DINHEIRO ? Mas existem setores na indústria que querem assinar a Alca a qualquer preço…
PIVA ? São três ou quatro setores que fazem pressão, como o têxtil. A maioria não pensa assim. Acho que o projeto apresentado pelo governo brasileiro traz riscos, mas criou um certo alívio. Mas os empresários precisam se envolver muito mais do que fizeram até agora. A Alca vai ser aquilo que sair da mesa de negociação. Imaginar que o governo sozinho tem todas as ferramentas e sabe o que a indústria precisa é um enorme risco.

DINHEIRO ? Em setembro o sr. deixa a Fiesp. Como está a entidade?
PIVA ? Acredito que fizemos um bom trabalho de reforma administrativa e reposicionamento político. A Fiesp é uma grande máquina, com orçamento de quase R$ 1 bilhão. Deixarei ao meu sucessor uma organização melhor.

DINHEIRO ? Por que o sr. decidiu apoiar a candidatura de Claúdio Vaz?
PIVA ? Em primeiro lugar porque a Fiesp precisa de uma pessoa com grande capacidade técnica de discussão. Em segundo, porque essa pessoa precisa conhecer a entidade. O Cláudio reúne as duas qualidades. Tenho muito respeito pelos outros candidatos, reconheço que são pessoas vencedoras nos segmentos em que atuam, mas estou muito seguro com a minha escolha. Acho que o Claúdio está melhor preparado para as grandes discussões que esperam a indústria nos próximos anos.

DINHEIRO ? Mas seu candidato não é mais empresário…
PIVA ? Como não? Ele é muito mais industrial do que os outros dois: um aluga imóveis e o outro é um executivo profissional. O Cláudio tem as aplicações dele como eu tenho as minhas. Minhas ações da Klabin renderam 400% em 2003 e ninguém fica falando que eu sou especulador. O Cláudio tem sociedade em três empreendimentos, embora não esteja à frente de nenhum deles. Ele é um sujeito que começou de baixo, com uma pequena empresa com seis funcionários. Quando vendeu, essa empresa tinha US$ 140 milhões de faturamento. Não sei de onde tiram que ele não é mais empresário. É um sujeito que conhece a indústria como poucos.
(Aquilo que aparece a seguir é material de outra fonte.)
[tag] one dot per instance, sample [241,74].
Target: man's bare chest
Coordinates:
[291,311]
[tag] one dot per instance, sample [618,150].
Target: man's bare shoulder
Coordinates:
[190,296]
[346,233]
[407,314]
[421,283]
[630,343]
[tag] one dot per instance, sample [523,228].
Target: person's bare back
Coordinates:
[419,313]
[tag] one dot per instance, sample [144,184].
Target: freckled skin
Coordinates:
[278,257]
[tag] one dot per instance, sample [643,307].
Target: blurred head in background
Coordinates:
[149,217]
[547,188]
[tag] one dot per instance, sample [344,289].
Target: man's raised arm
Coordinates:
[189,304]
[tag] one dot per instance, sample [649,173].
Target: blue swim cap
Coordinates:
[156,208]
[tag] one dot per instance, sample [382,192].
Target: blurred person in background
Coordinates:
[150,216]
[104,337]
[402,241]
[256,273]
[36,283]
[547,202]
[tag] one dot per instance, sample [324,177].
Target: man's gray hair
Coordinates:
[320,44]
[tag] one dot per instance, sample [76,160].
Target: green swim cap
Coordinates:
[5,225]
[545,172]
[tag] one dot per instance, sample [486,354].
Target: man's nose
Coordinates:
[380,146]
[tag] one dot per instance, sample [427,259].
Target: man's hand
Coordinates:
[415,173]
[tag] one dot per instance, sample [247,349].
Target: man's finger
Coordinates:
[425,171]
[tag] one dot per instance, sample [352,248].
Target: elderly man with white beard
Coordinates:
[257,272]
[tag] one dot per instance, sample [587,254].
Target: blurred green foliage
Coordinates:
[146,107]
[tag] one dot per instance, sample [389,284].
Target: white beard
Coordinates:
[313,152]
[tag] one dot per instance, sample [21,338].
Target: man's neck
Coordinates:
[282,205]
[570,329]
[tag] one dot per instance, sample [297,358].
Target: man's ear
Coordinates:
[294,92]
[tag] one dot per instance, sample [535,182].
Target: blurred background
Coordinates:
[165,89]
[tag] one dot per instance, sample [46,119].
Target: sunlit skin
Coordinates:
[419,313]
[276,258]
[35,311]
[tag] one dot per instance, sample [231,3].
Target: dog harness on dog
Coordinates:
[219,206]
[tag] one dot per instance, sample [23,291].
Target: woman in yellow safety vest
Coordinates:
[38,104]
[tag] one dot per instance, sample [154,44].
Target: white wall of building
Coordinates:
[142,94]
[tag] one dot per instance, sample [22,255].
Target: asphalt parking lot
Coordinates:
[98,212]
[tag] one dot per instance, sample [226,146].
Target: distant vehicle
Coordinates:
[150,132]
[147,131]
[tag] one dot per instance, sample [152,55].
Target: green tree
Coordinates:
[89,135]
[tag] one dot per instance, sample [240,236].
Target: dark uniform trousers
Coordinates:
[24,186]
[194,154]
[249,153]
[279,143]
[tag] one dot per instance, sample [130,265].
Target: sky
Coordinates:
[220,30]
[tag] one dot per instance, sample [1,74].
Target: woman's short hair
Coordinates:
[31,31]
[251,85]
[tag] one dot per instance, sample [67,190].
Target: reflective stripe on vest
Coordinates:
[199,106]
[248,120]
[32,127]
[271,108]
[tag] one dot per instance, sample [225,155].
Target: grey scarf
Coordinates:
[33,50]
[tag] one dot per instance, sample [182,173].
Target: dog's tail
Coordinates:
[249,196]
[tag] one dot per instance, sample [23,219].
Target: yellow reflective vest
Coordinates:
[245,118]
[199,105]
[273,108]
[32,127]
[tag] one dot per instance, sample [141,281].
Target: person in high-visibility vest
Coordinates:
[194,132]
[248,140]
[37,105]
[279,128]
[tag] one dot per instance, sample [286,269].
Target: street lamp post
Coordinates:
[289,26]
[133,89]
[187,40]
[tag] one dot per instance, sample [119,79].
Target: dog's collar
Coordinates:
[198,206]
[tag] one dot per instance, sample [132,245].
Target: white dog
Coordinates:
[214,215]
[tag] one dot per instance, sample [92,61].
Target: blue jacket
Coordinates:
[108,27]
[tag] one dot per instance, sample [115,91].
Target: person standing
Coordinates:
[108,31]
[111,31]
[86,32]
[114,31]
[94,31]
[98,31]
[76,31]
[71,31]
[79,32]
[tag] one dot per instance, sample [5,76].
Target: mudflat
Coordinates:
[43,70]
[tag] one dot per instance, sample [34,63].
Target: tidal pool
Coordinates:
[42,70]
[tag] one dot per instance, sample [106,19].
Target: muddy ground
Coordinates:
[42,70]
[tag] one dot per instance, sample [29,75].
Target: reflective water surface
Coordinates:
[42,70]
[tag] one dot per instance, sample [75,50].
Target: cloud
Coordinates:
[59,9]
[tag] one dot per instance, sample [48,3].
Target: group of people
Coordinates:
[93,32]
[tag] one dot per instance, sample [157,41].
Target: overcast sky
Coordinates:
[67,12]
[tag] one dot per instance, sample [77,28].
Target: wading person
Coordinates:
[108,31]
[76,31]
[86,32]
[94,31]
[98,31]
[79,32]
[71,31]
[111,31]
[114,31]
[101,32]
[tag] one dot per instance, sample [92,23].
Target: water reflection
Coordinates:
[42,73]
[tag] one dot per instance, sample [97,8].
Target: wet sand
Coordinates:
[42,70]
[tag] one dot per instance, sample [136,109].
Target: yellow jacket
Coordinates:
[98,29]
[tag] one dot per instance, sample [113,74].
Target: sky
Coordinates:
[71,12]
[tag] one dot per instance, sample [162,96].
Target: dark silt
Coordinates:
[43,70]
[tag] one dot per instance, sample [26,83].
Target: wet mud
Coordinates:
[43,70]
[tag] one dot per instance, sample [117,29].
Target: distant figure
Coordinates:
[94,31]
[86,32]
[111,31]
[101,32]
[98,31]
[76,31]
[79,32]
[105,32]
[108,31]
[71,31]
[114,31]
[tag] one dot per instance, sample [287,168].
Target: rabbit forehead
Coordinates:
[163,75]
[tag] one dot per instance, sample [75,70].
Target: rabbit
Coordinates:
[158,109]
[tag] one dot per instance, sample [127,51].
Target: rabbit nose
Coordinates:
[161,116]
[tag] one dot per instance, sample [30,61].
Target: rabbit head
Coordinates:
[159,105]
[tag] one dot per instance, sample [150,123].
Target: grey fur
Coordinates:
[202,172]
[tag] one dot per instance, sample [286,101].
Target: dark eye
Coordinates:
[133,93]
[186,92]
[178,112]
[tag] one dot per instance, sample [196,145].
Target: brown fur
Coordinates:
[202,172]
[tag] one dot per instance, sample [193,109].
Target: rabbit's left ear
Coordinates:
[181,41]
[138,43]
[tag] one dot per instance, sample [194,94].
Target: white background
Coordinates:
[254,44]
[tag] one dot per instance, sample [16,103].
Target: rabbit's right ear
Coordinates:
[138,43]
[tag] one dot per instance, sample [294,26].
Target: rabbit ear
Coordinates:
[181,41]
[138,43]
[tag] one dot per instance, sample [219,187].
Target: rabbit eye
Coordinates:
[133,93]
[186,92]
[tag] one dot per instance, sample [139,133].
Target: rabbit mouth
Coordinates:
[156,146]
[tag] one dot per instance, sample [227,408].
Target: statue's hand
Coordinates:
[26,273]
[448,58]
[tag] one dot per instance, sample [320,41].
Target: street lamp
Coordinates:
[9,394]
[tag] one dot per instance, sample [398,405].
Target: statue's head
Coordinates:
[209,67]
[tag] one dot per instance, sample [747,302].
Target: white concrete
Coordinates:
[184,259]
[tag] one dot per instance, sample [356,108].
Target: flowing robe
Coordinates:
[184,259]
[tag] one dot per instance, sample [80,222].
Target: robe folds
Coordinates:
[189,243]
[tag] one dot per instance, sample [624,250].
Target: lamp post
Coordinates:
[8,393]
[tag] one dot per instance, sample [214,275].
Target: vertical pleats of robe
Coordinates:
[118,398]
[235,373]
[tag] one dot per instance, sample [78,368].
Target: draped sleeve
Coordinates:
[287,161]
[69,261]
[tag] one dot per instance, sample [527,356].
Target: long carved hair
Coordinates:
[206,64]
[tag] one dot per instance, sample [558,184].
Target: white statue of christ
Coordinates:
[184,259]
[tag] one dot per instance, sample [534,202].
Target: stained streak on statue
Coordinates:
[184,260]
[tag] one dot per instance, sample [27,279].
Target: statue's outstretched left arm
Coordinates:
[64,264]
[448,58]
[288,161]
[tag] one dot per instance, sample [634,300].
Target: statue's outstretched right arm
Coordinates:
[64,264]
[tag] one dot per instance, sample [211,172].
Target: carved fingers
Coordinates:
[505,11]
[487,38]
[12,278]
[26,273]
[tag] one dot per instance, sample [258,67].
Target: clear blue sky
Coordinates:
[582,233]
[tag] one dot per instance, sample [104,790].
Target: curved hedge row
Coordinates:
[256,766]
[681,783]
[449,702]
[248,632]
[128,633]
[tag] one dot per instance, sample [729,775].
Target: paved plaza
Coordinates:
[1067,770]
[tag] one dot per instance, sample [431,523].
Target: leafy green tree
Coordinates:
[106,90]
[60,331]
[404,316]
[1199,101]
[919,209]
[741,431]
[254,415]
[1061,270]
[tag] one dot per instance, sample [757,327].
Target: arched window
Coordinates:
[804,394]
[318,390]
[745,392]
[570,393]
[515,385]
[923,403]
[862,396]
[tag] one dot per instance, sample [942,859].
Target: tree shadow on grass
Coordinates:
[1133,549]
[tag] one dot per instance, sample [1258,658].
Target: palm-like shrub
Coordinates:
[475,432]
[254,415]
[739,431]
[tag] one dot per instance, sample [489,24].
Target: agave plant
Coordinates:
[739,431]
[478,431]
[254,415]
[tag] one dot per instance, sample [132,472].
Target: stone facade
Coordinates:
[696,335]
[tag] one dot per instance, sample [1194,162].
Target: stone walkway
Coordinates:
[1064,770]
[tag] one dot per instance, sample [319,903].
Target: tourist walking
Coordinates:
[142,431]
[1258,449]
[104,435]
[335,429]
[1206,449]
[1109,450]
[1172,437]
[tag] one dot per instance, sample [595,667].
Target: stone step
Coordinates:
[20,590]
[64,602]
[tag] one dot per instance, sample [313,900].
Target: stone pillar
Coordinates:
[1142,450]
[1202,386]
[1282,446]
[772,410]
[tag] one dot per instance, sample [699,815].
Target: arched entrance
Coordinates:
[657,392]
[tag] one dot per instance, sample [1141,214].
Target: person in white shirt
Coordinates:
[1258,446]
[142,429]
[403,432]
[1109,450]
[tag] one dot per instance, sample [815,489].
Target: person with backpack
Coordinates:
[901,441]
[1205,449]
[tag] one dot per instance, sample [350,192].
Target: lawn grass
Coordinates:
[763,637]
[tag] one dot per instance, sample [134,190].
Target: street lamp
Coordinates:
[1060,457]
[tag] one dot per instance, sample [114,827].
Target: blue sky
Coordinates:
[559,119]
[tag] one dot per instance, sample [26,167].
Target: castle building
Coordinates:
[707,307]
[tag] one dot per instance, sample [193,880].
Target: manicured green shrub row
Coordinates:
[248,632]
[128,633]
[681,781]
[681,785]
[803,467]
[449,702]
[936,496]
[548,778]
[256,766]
DINHEIRO ? O sr. tem pretensões políticas?
PIVA ? Não tenho nenhuma pretensão política. Muitos apostavam que eu me candidataria a prefeito de São Paulo e ficaram esperando até o último minuto para ver se eu me filiaria. Tenho um perfil mais privado. Quando terminar meu mandato quero conviver com a minha filha. Ela tem cinco anos e eu preciso levá-la à escola.